[bitsandbytes] improve dtype mismatch handling for bnb + lora. #11270

sayakpaul · 2025-04-10T04:19:47Z

What does this PR do?

If we try to do:

from diffusers import DiffusionPipeline, FluxControlPipeline
from PIL import Image
import torch

pipe = FluxControlPipeline.from_pretrained("eramth/flux-4bit", torch_dtype=torch.bfloat16).to("cuda")
pipe.load_lora_weights("black-forest-labs/FLUX.1-Canny-dev-lora")
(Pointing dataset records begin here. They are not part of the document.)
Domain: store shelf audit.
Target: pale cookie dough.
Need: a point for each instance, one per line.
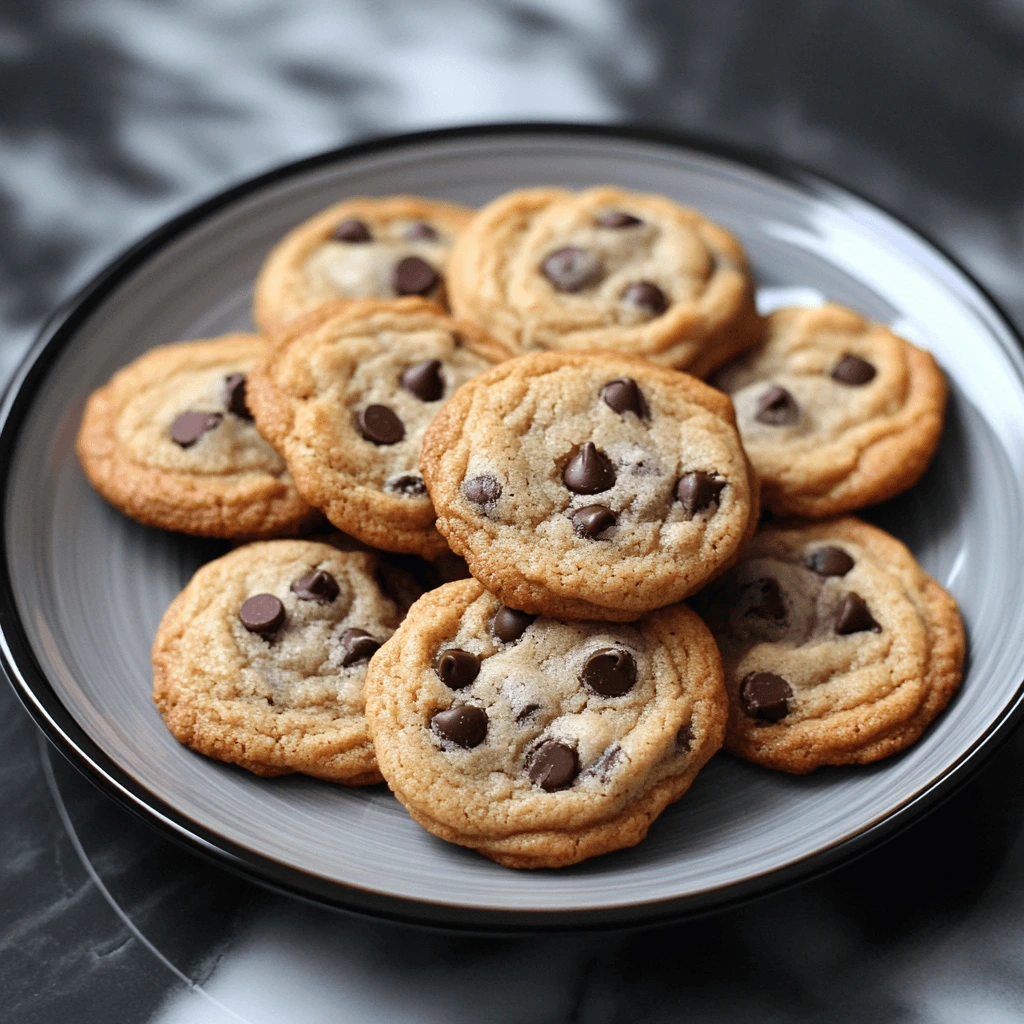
(836, 412)
(540, 742)
(260, 660)
(364, 248)
(605, 269)
(346, 398)
(590, 485)
(838, 647)
(170, 441)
pipe("a dog", control_image=Image.new(mode="RGB", size=(256, 256)))

we will run into

Error

Traceback (most recent call last):
  File "/fsx/sayak/diffusers/bnb_torch_dtype.py", line 8, in <module>
    pipe("a dog", control_image=Image.new(mode="RGB", size=(256, 256)))
  File "/fsx/sayak/miniconda3/envs/diffusers/lib/python3.10/site-packages/torch/utils/_contextlib.py", line 116, in decorate_context
    return func(*args, **kwargs)
  File "/fsx/sayak/diffusers/src/diffusers/pipelines/flux/pipeline_flux_control.py", line 835, in __call__
    noise_pred = self.transformer(
  File "/fsx/sayak/miniconda3/envs/diffusers/lib/python3.10/site-packages/torch/nn/modules/module.py", line 1739, in _wrapped_call_impl
    return self._call_impl(*args, **kwargs)
  File "/fsx/sayak/miniconda3/envs/diffusers/lib/python3.10/site-packages/torch/nn/modules/module.py", line 1750, in _call_impl
    return forward_call(*args, **kwargs)
  File "/fsx/sayak/diffusers/src/diffusers/models/transformers/transformer_flux.py", line 445, in forward
    hidden_states = self.x_embedder(hidden_states)
  File "/fsx/sayak/miniconda3/envs/diffusers/lib/python3.10/site-packages/torch/nn/modules/module.py", line 1739, in _wrapped_call_impl
    return self._call_impl(*args, **kwargs)
  File "/fsx/sayak/miniconda3/envs/diffusers/lib/python3.10/site-packages/torch/nn/modules/module.py", line 1750, in _call_impl
    return forward_call(*args, **kwargs)
  File "/fsx/sayak/miniconda3/envs/diffusers/lib/python3.10/site-packages/peft/tuners/lora/layer.py", line 712, in forward
    result = self.base_layer(x, *args, **kwargs)
  File "/fsx/sayak/miniconda3/envs/diffusers/lib/python3.10/site-packages/torch/nn/modules/module.py", line 1739, in _wrapped_call_impl
    return self._call_impl(*args, **kwargs)
  File "/fsx/sayak/miniconda3/envs/diffusers/lib/python3.10/site-packages/torch/nn/modules/module.py", line 1750, in _call_impl
    return forward_call(*args, **kwargs)
  File "/fsx/sayak/miniconda3/envs/diffusers/lib/python3.10/site-packages/torch/nn/modules/linear.py", line 125, in forward
    return F.linear(input, self.weight, self.bias)
RuntimeError: self and mat2 must have the same dtype, but got BFloat16 and Half

This PR fixes that

HuggingFaceDocBuilderDev · 2025-04-10T04:26:23Z

The docs for this PR live here. All of your documentation changes will be reflected on that endpoint. The docs are available until 30 days after the last update.

SunMarc

LGTM ! Just a small question

SunMarc · 2025-04-10T09:20:56Z

src/diffusers/loaders/lora_pipeline.py

+            raise ValueError(
+                f"Model is in {model.dtype} dtype while the current module weight will be dequantized to {module.weight.quant_state.dtype} dtype. "
+                f"Please pass {module.weight.quant_state.dtype} as `torch_dtype` in `from_pretrained()`."
+            )
        module_weight = dequantize_bnb_weight(


since we specified dtype = model.dtype in the dequantize_bnb_weight, won't the module_weights have the same dtype as model ?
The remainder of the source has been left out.